James M. Delaplane Jr., a partner at the law firm of Davis & Harmon LLP, Washington, opened the conference with a review of Washington's new pension law.
"The advice provisions have been oversold. There was a lot of noise and activity around advice, but most (plan sponsors) will be sticking to the advice provisions they had prior to the PPA," said Mr. Delaplane.
The most important provisions of the PPA were not the advice provisions, but the clarifications regarding automatic enrollment and the permanent adoption of DC deferral provisions. The provisions, first spelled out in the Economic Growth and Tax Relief Reconciliation Act of 2001, included increased limits on deferrals, the removal of deferrals from calculations of maximum deductible amounts and the addition of a Roth 401(k) feature for deferrals.
In a breakout session on automatic enrollment, Carol Waddell, director of product development at T. Rowe Price Retirement Plan Services Inc., Baltimore, said many plan sponsors will revisit automatic enrollment now that the PPA has been signed.
"Some plan sponsors that enacted auto enrollment at (a 3% default allocation) will now bump it up to 6%," she said, adding that those types of changes will become more common.
Cindy Conway, group director of compensation and benefits for Cadence Design Systems Inc., San Jose, Calif., and a member on one of the panels, said the company's $450 million plan will add automatic enrollment in January.
There was also discussion about appropriate default options for automatically enrolled employees.

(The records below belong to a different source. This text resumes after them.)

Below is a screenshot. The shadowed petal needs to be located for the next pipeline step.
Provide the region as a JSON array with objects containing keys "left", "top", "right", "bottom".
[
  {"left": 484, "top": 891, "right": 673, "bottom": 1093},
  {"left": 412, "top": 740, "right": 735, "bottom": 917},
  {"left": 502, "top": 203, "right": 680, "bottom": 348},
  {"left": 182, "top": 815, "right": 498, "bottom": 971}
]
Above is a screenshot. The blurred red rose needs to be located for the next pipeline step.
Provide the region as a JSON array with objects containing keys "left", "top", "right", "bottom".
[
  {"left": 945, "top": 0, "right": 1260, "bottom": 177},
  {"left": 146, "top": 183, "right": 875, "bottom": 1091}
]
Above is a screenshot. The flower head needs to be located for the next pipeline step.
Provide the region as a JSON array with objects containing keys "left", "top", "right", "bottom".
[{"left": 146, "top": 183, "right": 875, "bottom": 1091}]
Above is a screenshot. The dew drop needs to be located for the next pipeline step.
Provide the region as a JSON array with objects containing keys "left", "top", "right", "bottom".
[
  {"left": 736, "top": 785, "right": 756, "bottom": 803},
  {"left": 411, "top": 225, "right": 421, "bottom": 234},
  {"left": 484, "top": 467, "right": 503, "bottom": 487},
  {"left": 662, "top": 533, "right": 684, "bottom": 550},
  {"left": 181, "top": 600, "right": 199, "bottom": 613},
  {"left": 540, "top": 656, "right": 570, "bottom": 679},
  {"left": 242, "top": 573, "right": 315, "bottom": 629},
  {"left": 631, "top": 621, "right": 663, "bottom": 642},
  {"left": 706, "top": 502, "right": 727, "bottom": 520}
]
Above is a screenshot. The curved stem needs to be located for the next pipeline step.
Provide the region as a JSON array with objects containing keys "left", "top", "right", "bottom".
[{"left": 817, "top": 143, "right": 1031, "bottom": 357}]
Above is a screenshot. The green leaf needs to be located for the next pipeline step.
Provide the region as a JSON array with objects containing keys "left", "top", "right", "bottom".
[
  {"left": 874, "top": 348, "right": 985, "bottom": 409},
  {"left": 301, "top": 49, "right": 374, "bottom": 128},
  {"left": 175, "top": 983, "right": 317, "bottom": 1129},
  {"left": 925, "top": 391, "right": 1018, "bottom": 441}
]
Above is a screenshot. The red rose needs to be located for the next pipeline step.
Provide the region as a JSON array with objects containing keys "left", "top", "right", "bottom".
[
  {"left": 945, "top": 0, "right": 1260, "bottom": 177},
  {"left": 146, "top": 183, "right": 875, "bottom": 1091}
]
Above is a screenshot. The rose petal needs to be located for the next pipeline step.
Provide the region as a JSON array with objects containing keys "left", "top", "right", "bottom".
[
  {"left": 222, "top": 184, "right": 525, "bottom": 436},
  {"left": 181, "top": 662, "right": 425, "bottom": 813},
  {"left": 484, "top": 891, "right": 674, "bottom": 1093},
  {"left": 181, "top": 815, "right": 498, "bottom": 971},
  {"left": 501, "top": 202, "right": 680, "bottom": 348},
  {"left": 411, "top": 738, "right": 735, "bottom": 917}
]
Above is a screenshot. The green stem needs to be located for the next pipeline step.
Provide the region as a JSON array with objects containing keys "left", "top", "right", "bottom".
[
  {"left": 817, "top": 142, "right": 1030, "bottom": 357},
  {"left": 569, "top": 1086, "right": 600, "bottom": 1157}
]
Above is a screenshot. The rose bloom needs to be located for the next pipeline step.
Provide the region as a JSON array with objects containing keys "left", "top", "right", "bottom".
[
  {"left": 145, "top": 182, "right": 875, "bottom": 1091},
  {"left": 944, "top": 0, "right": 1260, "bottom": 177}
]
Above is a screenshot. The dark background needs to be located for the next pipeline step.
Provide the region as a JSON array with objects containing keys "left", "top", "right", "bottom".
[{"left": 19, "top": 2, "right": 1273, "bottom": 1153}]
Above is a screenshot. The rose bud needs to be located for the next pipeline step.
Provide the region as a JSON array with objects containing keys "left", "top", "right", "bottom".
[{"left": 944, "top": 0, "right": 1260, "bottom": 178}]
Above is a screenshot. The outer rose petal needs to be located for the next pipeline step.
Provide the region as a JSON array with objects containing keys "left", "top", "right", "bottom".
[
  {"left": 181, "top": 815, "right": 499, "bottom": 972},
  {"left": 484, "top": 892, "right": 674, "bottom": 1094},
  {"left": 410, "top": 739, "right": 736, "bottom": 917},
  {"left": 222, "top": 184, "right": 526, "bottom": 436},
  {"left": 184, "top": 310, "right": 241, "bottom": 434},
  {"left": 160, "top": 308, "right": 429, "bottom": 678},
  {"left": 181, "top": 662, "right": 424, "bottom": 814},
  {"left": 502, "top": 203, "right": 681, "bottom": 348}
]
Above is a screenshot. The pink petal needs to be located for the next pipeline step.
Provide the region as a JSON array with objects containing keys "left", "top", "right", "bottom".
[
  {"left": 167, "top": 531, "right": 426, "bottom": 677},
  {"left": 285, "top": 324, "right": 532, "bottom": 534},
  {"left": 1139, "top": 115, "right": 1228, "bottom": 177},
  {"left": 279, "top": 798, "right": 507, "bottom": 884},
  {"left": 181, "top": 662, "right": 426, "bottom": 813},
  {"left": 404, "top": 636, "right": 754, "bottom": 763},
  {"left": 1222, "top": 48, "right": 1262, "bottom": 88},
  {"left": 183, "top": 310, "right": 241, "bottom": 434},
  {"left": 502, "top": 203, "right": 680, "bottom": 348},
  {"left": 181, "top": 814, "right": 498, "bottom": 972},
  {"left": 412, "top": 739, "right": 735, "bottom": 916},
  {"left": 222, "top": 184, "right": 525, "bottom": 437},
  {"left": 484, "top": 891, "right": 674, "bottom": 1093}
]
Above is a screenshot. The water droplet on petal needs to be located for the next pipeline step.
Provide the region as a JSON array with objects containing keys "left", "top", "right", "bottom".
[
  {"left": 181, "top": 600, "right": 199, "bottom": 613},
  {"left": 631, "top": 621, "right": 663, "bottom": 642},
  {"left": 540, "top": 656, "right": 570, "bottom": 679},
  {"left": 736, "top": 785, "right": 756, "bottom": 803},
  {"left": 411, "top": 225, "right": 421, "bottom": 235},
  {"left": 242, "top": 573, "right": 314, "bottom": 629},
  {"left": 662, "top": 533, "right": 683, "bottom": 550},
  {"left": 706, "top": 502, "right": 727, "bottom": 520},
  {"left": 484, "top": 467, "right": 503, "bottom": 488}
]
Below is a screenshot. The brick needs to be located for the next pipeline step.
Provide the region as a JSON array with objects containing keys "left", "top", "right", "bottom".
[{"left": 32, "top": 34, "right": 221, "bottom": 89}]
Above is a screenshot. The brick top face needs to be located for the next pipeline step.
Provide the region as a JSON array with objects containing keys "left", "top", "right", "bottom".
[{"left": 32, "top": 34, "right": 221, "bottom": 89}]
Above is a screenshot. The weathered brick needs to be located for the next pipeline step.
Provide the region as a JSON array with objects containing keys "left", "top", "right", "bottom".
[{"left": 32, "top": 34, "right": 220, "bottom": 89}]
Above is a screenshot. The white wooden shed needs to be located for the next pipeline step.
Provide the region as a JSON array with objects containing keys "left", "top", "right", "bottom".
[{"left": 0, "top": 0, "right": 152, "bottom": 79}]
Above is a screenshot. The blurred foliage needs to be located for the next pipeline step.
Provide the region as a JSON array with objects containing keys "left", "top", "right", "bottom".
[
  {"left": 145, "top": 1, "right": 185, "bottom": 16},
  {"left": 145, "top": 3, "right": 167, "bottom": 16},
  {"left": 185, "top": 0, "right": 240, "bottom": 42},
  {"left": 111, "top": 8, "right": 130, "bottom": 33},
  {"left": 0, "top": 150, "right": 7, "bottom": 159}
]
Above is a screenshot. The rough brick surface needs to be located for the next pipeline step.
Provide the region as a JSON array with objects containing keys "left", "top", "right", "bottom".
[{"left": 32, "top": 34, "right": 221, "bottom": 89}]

Jonathan Rose, benefits supervisor for Silgan Container Corp., Woodland Hills, Calif., said: "We will be moving over to age-based (lifecycle) funds soon. … We currently use a capital preservation fund, which is a ‘no harm, no foul' fund. We want to do something more now." The $50 million 401(k) plan has offered auto enrollment since 2001.
Stuart O'Dell, director of retirement investments for Intel Corp., Santa Clara, Calif., said plan officials are big fans of lifecycle fund strategies, which the $3.5 billion plan rolled out in 2004.
"We're now looking at alternatives for our (custom-made) lifecycle funds. I can see us adding an alternatives sleeve," said Mr. O'Dell.